Lancaster Jack R
Center for Free Radical Biology, Department of Anesthesiology, University of Alabama Birmingham, Birmingham, AL, USA.
Nitric Oxide. 2008 Sep;19(2):68-72. doi: 10.1016/j.niox.2008.04.028. Epub 2008 May 6.
Nitric oxide ((.)NO) has been shown to be a critical player in virtually every aspect of cancer, from tumorigenesis to metastasis. However, as with many aspects of this pluripotent biological mediator in a multitude of physiological and pathophysiological phenomena, the specific mechanisms and pathways that predict its actions are obscure. Much recent interest in the effects of ()NO in the setting of cancer has centered on the possible role of nitrosation (specifically, formation of nitrosothiol, RSNO) as a mechanism of protein-mediated signaling transduction. Here I attempt to show that RSNO formation, although perhaps a reliable marker of reactive nitrogen species (RNS)-induced critical cysteine thiol modification, may not be the functional modification that effects signaling. Kinetic analysis of thiol reactivity with RNS reveals the central position of the thiyl radical (RS(.)), which is a precursor common to several well-established protein cysteine modifications, including nitrosation, dithiol/disulfide exchange, glutathiolation, and oxidation.

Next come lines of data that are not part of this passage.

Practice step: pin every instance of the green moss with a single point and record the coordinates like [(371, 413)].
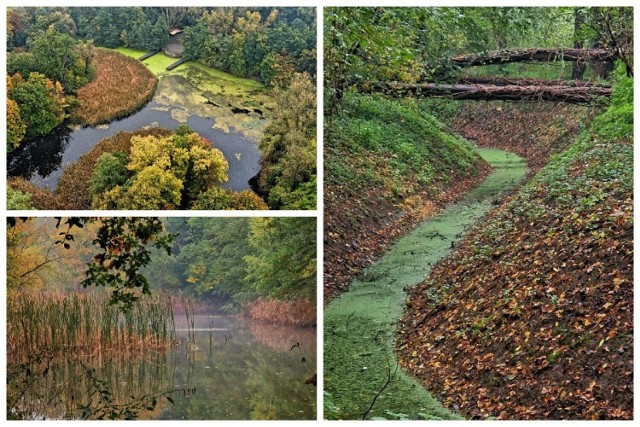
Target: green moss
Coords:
[(360, 325)]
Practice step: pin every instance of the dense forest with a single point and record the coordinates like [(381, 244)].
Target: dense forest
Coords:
[(68, 66), (229, 263), (147, 318), (510, 306)]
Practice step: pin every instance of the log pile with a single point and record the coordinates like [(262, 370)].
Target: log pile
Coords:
[(520, 81), (539, 92), (547, 55)]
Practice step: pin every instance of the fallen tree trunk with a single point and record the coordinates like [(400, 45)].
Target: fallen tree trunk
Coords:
[(559, 54), (519, 81), (574, 95)]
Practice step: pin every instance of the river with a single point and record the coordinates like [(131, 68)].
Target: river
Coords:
[(180, 98), (360, 325), (236, 370)]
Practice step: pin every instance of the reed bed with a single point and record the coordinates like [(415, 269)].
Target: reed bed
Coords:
[(85, 324), (122, 86)]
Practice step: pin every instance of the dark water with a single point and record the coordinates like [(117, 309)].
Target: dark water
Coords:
[(236, 370), (42, 160)]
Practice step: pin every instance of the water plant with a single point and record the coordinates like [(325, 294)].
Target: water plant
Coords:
[(85, 324)]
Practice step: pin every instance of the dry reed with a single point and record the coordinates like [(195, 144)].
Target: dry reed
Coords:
[(85, 324), (122, 86)]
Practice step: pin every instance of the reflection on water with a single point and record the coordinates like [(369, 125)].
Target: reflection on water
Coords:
[(235, 370), (42, 160)]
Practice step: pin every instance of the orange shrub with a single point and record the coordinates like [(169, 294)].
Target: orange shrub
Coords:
[(122, 86)]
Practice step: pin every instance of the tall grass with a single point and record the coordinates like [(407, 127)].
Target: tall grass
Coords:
[(87, 324), (122, 86)]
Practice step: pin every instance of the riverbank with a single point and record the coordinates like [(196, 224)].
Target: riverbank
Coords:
[(360, 325), (389, 165), (122, 85)]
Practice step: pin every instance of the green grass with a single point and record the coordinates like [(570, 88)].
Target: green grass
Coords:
[(412, 145), (360, 325), (133, 53)]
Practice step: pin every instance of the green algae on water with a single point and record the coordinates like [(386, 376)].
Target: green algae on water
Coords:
[(360, 325)]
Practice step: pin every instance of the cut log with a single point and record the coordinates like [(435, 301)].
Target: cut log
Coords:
[(519, 81), (560, 54), (574, 95)]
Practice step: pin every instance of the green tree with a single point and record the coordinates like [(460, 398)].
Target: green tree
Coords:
[(213, 256), (283, 262), (161, 173), (110, 171), (16, 128), (40, 103), (159, 35), (194, 41), (289, 143), (58, 59)]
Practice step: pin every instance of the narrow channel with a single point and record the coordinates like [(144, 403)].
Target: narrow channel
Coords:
[(360, 325)]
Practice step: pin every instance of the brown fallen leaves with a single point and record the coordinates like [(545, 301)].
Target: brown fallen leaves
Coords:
[(532, 317)]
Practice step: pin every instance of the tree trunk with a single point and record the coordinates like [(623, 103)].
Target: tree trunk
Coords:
[(574, 95), (577, 73), (560, 54), (518, 81)]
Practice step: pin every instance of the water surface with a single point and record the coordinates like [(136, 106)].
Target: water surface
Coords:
[(176, 101), (235, 370)]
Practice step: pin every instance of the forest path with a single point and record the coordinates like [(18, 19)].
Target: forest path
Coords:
[(360, 368)]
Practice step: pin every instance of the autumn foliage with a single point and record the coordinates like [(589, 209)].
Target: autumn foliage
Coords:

一氧化氮(·NO)已被证明在癌症的几乎各个方面都起着关键作用,从肿瘤发生到转移。然而,正如这种多能生物介质在众多生理和病理生理现象中的许多方面一样,预测其作用的具体机制和途径尚不清楚。最近,人们对·NO在癌症环境中的作用的兴趣主要集中在亚硝化作用(特别是亚硝基硫醇,RSNO的形成)作为蛋白质介导的信号转导机制的可能作用上。在这里,我试图表明,RSNO的形成虽然可能是活性氮物种(RNS)诱导的关键半胱氨酸硫醇修饰的可靠标志物,但可能不是影响信号传导的功能修饰。硫醇与RNS反应性的动力学分析揭示了硫自由基(RS·)的中心地位,硫自由基是几种成熟的蛋白质半胱氨酸修饰(包括亚硝化、二硫醇/二硫化物交换、谷胱甘肽化和氧化)共有的前体。